Dr. Polioptro F. Martínez Austria

Director de la Cátedra UNESCO-UDLAP en Riesgos Hidrometeorológicos

polioptro.martinez@udlap.mx

En México, como en otras partes del mundo, experimentamos una temporada de calor inusual, es decir, con temperaturas más altas que las comúnmente registradas para la época. Sufrimos los seres humanos, como todos los seres vivos. Desafortunadamente, debido al cambio climático, los récords de temperatura extrema se exceden año con año y, presumiblemente, así seguirá, por lo que debemos comprender mejor este fenómeno, y cómo tomar precauciones a las que, hasta ahora, no estamos acostumbrados.

Una onda de calor se puede definir de manera general como «un periodo, usualmente de varios días, de temperaturas significativamente mayores al promedio». Esta definición, de sencilla comprensión, es sin embargo poco precisa cuando se requiere adoptar medidas de prevención o mitigación de sus efectos sobre la salud humana o el medio ambiente. Por esta razón, diversos estudios la definen de manera más exacta estableciendo umbrales, a partir de los cuales, ésta son peligrosas: estos umbrales no son absolutos, pues cambian de una región a otra, por lo que se suelen tomar valores estadísticos. Por ejemplo, que la temperatura exceda el 90% de las registradas en ese sitio.
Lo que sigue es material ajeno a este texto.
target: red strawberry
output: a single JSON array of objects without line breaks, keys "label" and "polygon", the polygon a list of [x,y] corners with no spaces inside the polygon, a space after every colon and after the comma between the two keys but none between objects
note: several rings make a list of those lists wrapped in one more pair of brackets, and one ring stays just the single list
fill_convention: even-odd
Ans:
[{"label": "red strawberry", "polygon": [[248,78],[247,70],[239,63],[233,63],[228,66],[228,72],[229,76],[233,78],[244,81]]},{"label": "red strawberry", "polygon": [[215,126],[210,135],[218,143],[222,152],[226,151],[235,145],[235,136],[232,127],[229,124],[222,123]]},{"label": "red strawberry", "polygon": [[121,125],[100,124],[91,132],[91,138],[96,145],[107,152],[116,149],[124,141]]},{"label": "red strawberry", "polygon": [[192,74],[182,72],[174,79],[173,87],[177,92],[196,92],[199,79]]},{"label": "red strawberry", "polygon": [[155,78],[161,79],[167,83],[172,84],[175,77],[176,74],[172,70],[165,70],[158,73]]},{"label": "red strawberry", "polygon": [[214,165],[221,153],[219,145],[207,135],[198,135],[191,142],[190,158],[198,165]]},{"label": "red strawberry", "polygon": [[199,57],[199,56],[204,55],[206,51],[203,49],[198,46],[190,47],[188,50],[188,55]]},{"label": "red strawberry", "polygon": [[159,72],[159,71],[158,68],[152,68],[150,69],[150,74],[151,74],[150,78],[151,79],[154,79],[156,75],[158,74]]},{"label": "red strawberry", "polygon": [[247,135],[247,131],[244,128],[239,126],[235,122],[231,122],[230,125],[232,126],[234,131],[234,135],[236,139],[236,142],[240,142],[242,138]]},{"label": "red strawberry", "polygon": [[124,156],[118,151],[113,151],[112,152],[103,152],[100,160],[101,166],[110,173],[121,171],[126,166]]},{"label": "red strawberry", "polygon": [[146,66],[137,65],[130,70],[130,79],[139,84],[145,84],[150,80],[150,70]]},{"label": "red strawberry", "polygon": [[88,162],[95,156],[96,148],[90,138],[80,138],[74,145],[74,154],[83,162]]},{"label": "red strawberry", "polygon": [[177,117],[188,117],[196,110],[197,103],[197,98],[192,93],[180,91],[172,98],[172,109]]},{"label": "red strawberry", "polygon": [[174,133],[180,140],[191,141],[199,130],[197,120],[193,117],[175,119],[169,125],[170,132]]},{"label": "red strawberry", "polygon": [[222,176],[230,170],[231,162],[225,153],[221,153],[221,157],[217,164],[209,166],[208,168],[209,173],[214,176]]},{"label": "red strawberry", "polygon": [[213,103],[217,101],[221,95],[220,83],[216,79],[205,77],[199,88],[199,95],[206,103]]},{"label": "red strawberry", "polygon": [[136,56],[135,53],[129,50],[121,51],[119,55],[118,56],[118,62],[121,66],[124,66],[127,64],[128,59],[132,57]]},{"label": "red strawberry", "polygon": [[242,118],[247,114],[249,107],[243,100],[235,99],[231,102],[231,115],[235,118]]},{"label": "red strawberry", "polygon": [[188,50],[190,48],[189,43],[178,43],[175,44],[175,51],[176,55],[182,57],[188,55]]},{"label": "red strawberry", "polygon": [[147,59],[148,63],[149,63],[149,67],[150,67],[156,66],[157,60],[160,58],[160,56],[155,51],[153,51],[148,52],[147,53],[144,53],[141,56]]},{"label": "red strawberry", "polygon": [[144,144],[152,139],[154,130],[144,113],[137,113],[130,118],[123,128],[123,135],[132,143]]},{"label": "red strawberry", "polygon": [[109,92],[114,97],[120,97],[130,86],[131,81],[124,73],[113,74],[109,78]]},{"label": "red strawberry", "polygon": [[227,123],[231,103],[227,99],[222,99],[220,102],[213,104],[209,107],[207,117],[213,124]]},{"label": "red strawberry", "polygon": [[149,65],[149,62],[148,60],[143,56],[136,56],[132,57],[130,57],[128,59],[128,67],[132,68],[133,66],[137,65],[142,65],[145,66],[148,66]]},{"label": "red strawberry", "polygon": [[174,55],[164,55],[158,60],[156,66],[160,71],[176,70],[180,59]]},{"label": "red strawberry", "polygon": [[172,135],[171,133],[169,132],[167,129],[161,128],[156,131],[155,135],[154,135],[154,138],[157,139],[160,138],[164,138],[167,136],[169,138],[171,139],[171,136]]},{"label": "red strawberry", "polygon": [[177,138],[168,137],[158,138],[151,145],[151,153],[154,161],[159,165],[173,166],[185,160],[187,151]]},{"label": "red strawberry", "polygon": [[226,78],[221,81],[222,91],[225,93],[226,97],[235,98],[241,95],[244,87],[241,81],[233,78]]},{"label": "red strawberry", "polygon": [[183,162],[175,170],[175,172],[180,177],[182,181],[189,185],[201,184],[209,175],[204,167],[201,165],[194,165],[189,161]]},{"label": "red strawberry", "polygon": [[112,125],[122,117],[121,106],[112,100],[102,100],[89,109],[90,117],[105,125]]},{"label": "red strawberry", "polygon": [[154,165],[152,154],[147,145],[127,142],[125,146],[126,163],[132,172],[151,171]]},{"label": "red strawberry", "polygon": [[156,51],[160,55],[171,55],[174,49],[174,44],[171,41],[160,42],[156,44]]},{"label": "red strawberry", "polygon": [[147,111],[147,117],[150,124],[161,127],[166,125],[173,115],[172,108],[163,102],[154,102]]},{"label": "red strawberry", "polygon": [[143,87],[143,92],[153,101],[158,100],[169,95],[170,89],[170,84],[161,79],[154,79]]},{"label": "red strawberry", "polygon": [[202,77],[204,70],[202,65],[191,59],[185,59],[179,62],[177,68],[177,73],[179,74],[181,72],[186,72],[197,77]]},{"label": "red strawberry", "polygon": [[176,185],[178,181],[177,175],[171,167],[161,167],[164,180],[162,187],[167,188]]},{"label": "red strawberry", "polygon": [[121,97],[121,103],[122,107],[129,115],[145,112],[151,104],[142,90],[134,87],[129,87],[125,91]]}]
La relevancia de las ondas de calor, a pesar de que tienen efectos importantes en el medio ambiente y la producción agrícola, reside principalmente en sus efectos en la salud humana, en la que produce desórdenes que ocasionan desde alteraciones menores, hasta intensificación de enfermedades respiratorias o del aparato digestivo o, incluso, el colapso de la capacidad del cuerpo de regular su temperatura. Los efectos en la salud de las ondas de calor pueden conducir a la muerte. Los ancianos y los niños pequeños son especialmente vulnerables.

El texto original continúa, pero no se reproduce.